Oct. 21, 2019 - The Equipment Leasing & Finance Foundation has released the October 2019 Monthly Confidence Index for the Equipment Finance Industry (MCI-EFI). Designed to collect leadership data, the index reports a qualitative assessment of both the prevailing business conditions and expectations for the future as reported by key executives from the $1 trillion equipment finance sector.

Overall, confidence in the equipment finance market is 51.4, a decrease from the September index of 54.7.

When asked about the outlook for the future, MCI-EFI survey respondent Valerie Hayes Jester, president, Brandywine Capital Associates Inc., said, “We still see continued demand for certain classes of replacement equipment. Our customers who have any cross border interests seem to be postponing acquisitions due to uncertainty with trade issues and tariffs. The recent events in Washington could provide some headwinds to a strong fourth quarter.”

•   When asked to assess their business conditions over the next four months, 9.7% of executives responding said they believe business conditions will improve over the next four months, down from 10.3% in September. Seventy one percent of respondents believe business conditions will remain the same over the next four months, a decrease from 75.9% the previous month, and 19.4% believe business conditions will worsen, up from 13.8% in September.

•   Next, 13.3% of the survey respondents believe demand for leases and loans to fund capital expenditures (capex) will increase over the next four months, unchanged from September. Furthermore, 73.3% believe demand will “remain the same” during the same four-month time period, a decrease from 76.7% the previous month, and 13.3% believe demand will decline, up from 10% in September.
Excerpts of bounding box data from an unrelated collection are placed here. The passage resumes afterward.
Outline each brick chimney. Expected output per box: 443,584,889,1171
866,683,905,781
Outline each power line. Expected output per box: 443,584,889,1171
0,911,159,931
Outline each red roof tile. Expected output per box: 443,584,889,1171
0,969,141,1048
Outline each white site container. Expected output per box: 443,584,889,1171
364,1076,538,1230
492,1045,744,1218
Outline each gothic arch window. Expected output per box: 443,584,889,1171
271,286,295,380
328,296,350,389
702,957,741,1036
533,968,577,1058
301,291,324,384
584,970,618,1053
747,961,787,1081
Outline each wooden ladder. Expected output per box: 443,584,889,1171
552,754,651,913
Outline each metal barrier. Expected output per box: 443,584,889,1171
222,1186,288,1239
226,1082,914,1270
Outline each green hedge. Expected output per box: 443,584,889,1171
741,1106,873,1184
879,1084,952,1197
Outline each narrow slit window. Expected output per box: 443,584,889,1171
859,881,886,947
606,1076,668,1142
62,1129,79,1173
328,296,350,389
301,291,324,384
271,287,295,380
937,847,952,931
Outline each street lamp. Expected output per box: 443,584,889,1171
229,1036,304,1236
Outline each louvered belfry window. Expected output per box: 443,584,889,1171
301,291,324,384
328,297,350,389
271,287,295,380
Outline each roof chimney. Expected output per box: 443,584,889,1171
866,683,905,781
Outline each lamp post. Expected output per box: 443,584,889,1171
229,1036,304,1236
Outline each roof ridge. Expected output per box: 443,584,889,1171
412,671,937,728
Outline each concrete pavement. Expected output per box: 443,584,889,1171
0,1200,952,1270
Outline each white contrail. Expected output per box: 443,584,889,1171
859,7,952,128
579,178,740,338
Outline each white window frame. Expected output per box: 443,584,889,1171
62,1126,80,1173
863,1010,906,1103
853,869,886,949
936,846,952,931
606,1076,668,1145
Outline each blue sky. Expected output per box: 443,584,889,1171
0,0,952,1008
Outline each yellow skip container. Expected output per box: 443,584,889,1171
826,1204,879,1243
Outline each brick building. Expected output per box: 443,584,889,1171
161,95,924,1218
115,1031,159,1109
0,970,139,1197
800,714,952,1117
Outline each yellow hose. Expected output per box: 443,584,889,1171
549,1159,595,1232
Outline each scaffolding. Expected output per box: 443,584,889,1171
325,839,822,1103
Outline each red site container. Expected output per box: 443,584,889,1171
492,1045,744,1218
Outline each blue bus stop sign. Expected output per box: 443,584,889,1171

•   Around 16.7% of the respondents expect more access to capital to fund equipment acquisitions over the next four months, unchanged from September. Eighty percent of executives indicate they expect the “same” access to capital to fund business, a decrease from 83.3% last month, and just 3.3% expect “less” access to capital, an increase from none in September.  

•   When asked, 16.1% of the executives report they expect to hire more employees over the next four months, a decrease from 30% in September. Seventy one percent expect no change in headcount over the next four months, an increase from 63.3% last month, with 12.9% expecting to hire fewer employees, up from 6.7% the previous month.

•   Then, 19.4% of the leadership evaluate the current U.S. economy as “excellent,” and 80.7% of the leadership evaluate the current U.S. economy as “fair,” both relatively unchanged from the previous month. None evaluate it as “poor,” unchanged from last month.

•   Next, 3.2% of the survey respondents believe that U.S. economic conditions will get “better” over the next six months, unchanged from September. And 58.1% of survey respondents indicate they believe the U.S. economy will “stay the same” over the next six months, a decrease from 70% the previous month. Lastly, 38.7% believe economic conditions in the U.S. will worsen over the next six months, an increase from 26.7% in September.

•   In October, 25.8% of respondents indicate they believe their company will increase spending on business development activities during the next six months, a decrease from 26.7% last month. Seventy one percent believe there will be “no change” in business development spending, an increase from 70% in September, and 3.2% believe there will be a decrease in spending, unchanged from last month.